Treasury Secretary Paulson wanted Congress to give him a bazooka big enough that he might not have to use it. It turned out that he did have to use his, effectively as it turned out, and now it’s Europe turn to think big. They need a really big bazooka, but show little sign of coming up with one.
We have a dog in that fight; so we are pulling for the European authorities to cowboy up and do what needs to be done to deal with their financial crisis. We hope they find their bazooka, but it doesn’t look promising.

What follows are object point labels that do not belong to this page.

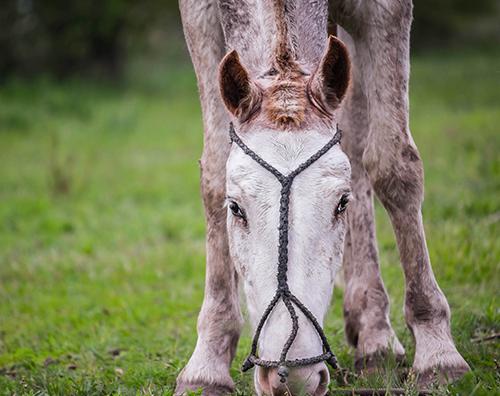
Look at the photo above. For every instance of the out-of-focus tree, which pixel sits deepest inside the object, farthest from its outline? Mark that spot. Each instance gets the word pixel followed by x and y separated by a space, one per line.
pixel 63 38
pixel 441 23
pixel 74 37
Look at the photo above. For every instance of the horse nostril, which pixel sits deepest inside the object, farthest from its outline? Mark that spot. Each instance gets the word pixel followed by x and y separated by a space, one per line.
pixel 324 380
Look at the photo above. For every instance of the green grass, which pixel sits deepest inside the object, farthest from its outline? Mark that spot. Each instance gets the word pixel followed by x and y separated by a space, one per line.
pixel 102 228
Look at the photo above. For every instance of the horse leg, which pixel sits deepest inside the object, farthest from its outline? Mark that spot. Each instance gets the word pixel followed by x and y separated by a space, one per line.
pixel 219 321
pixel 366 304
pixel 395 170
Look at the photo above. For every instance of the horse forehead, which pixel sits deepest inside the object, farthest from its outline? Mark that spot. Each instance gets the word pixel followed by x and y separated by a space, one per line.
pixel 286 155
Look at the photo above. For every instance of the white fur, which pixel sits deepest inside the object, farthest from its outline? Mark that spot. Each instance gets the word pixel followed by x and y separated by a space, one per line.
pixel 316 236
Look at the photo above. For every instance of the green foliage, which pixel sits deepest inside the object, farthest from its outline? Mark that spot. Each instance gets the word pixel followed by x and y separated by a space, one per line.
pixel 101 283
pixel 65 38
pixel 444 23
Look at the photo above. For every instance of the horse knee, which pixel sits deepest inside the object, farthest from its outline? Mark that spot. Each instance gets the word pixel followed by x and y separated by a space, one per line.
pixel 396 176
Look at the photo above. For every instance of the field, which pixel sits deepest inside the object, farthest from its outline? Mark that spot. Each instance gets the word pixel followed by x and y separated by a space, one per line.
pixel 102 228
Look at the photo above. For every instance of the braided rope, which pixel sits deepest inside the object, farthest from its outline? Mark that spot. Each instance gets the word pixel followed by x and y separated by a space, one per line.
pixel 283 293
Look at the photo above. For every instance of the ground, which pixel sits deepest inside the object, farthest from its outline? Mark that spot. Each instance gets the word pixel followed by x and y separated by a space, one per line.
pixel 102 228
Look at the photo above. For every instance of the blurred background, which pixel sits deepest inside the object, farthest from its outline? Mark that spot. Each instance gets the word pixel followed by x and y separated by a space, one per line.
pixel 101 223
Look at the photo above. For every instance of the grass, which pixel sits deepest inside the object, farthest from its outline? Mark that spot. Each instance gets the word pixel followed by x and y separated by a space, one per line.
pixel 102 230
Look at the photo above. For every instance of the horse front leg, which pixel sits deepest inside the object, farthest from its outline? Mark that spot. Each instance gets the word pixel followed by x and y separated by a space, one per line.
pixel 366 303
pixel 219 321
pixel 395 169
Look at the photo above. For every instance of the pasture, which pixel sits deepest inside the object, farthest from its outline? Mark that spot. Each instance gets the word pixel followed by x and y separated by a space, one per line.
pixel 102 228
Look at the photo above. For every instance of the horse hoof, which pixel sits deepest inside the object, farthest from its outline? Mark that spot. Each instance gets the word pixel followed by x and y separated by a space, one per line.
pixel 441 375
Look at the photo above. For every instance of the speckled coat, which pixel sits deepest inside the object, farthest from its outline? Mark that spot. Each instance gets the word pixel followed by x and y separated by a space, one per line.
pixel 384 161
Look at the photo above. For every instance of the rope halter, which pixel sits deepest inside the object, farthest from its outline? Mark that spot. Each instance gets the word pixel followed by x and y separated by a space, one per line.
pixel 283 293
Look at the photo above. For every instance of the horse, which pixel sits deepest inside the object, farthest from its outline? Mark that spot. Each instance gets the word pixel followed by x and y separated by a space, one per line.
pixel 287 206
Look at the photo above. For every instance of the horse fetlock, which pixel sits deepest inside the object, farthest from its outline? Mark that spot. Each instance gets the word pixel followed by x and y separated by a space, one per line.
pixel 437 360
pixel 185 388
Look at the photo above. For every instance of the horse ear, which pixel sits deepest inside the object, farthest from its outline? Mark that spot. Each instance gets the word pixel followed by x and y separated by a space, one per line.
pixel 241 96
pixel 330 81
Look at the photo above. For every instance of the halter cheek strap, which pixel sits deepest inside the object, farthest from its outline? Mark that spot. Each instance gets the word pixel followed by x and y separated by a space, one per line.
pixel 283 293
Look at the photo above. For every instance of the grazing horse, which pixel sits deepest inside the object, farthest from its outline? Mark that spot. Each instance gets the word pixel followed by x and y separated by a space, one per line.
pixel 268 67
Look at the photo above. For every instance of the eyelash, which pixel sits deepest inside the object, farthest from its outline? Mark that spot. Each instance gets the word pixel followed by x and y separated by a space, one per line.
pixel 342 205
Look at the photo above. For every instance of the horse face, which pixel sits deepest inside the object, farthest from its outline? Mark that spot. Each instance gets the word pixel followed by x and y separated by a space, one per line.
pixel 285 115
pixel 317 222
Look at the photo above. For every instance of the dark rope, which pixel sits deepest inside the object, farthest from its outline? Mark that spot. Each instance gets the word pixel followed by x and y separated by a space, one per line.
pixel 283 293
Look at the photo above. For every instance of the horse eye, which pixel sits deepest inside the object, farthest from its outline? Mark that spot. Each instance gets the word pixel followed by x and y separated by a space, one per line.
pixel 236 210
pixel 342 206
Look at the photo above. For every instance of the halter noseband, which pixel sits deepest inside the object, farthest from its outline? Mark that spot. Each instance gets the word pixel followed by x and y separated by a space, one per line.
pixel 283 291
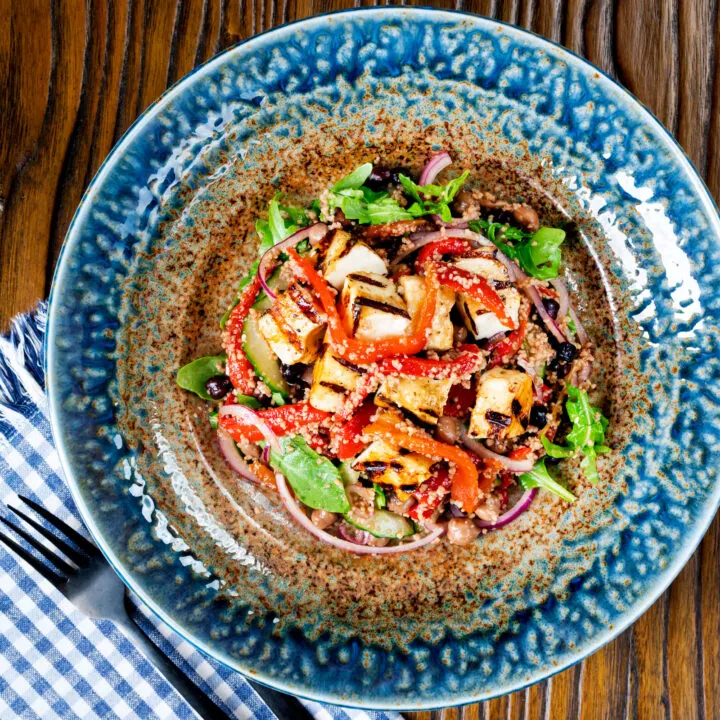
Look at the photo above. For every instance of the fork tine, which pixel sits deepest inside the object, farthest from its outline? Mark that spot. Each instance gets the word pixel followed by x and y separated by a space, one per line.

Has anyone noticed that our sideline rants for Europe to get its act together involves our urging them to take measures that became so unpopular here and cost many of our politicians up for reelection their jobs. Europe needs a TARP to shore up their vulnerable banking system. TARP saved many U.S. banks at no net cost to taxpayers, but many of those with the courage to vote for it paid a heavy price.
The financial markets applauded the ECB’s decision last week to cut its policy interest rate, after it had raised it earlier in the crisis. Now the ECB needs to act more aggressively as lender of last resort, expand its balance sheet, and inject much needed liquidity into the banking system. I’m sure such aggressive actions would find favor in financial markets, but those actions almost cost Chairman Bernanke his reconfirmation and put him in the crosshairs of most of the presidential candidates. Some day his picture will probably appear alongside the phrase “No good deed goes unpunished.”
Yes, we want Europe’s leaders to follow the example of our leaders, but they must be prepared to be voted out of office for their trouble. Of course, that process has already begun.